Federal lawmakers considered two bills towards this effect in the 116th Congress. Introduced by Rep. David Cicilline (D-RI), the Cash Should Always Be Honored Act would prohibit physical retail establishments from refusing to accept cash for goods or services for sale. Another bill, the Payment Choice Act of 2019, introduced by Rep. Donald Payne (D-NJ), would take the ban a step further by also prohibiting businesses from posting signs that cash is unacceptable or charging a higher price to customers who pay with cash. Several state and city governments, from Colorado to Washington, D.C., have followed suit with similar laws that block businesses from refusing cash payments.
Banning cashless stores does little to address the underlying reasons for unbanked consumers. In an FDIC survey, almost half of surveyed unbanked households cited minimum balance requirements as a reason for not utilizing bank services, followed by bank trustworthiness, account fees, a lack of personal identification, credit, or bad experiences with a former bank.
There are a number of steps policymakers should take to make banking more accessible.
First, policymakers can make it easier for individuals to open a bank account, including by using online banking and mobile banking, by offering affordable access to electronic identification so consumers can securely and efficiently prove their identity online. Second, policymakers can address two of the biggest barriers to accessing financial services by prohibiting banks from requiring minimum balances or account fees over a certain amount.
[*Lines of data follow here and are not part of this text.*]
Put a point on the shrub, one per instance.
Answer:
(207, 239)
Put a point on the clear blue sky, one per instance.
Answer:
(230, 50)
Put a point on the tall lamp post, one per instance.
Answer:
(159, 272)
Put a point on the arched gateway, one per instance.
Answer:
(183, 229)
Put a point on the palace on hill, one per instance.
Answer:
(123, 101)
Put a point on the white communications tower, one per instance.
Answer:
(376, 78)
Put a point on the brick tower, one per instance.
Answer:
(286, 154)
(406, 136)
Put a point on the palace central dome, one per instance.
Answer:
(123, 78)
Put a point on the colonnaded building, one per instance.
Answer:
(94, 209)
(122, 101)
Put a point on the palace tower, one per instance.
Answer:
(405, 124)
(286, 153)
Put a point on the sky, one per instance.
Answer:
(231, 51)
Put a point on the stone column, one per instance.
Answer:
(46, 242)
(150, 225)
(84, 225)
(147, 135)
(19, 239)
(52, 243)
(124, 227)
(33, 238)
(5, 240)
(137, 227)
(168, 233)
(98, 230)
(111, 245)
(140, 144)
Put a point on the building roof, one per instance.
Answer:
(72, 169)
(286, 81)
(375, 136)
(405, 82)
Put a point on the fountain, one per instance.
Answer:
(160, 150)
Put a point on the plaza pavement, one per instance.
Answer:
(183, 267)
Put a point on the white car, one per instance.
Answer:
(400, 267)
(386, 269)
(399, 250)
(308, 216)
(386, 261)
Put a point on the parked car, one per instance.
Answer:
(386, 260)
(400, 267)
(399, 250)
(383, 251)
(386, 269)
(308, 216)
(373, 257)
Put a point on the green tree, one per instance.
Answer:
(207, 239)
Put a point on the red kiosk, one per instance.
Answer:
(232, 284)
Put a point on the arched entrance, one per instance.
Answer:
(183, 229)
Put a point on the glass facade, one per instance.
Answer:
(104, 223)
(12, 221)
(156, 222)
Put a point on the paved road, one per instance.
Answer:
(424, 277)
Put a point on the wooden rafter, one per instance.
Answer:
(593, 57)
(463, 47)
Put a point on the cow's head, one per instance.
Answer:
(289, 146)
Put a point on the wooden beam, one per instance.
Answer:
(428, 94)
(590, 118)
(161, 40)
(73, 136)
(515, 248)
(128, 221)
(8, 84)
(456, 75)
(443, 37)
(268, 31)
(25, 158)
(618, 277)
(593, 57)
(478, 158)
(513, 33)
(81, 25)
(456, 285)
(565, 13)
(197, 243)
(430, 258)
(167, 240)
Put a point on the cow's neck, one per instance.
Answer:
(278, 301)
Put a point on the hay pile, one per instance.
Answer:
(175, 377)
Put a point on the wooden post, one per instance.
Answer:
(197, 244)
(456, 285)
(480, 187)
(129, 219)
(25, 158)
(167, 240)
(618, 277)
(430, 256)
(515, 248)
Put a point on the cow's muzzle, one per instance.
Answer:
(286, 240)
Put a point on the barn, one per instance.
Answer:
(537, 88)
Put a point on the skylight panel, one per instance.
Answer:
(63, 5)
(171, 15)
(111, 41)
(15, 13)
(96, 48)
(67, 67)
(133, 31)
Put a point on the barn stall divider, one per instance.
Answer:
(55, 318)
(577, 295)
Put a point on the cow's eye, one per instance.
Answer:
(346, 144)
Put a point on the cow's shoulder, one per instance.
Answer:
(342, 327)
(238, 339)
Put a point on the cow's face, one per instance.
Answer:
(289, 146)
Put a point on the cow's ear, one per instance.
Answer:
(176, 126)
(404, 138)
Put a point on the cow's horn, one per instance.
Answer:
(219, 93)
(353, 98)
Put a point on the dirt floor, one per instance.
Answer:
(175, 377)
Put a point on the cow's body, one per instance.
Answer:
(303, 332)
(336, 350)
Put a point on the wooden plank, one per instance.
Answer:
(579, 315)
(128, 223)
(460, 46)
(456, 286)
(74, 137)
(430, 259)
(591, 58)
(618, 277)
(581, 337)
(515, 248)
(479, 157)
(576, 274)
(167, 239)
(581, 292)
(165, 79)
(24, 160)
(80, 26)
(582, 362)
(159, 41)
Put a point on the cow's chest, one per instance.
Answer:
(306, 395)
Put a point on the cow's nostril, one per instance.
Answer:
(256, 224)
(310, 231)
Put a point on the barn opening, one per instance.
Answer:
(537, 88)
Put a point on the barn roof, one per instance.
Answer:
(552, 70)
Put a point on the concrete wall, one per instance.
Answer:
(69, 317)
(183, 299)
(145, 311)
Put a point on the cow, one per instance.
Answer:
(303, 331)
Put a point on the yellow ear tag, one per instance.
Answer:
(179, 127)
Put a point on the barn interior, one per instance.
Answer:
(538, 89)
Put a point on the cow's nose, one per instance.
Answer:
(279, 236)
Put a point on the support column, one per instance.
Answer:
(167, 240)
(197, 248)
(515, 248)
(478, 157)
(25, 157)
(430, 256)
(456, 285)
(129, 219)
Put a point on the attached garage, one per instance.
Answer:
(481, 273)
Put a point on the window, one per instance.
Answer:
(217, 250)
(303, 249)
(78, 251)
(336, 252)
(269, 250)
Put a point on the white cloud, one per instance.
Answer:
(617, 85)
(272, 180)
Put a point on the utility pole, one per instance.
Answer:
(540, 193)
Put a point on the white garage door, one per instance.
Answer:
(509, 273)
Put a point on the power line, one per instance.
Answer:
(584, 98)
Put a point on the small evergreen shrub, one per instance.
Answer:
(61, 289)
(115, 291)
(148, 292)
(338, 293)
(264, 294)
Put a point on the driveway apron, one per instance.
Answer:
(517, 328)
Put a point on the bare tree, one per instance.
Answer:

Moreover, state and city governments can expand access to card payments by allowing residents to add cash to electronic benefit transfer (EBT) cards. EBT cards work like a debit or credit card but use government benefits instead of cash to purchase limited goods. Permitting consumers to load cash onto their EBT cards transforms the cards into prepaid debit cards and enables participation in cashless transactions without a bank account. Likewise, consumers can purchase prepaid debit cards from retailers to conduct cashless transactions independent of local governments.
Finally, Congress can take steps to lessen the digital divide. As more financial services move online, consumers need technological resources to participate in banking via smartphones. Policies to support mobile phone ownership for low-income households would help both unbanked consumers and the general population.
Cashless stores do not cause unbanking, and banning their existence does little to help those with unmet banking needs. Instead, policymakers should focus on bridging the gap between unbanked households and financial services.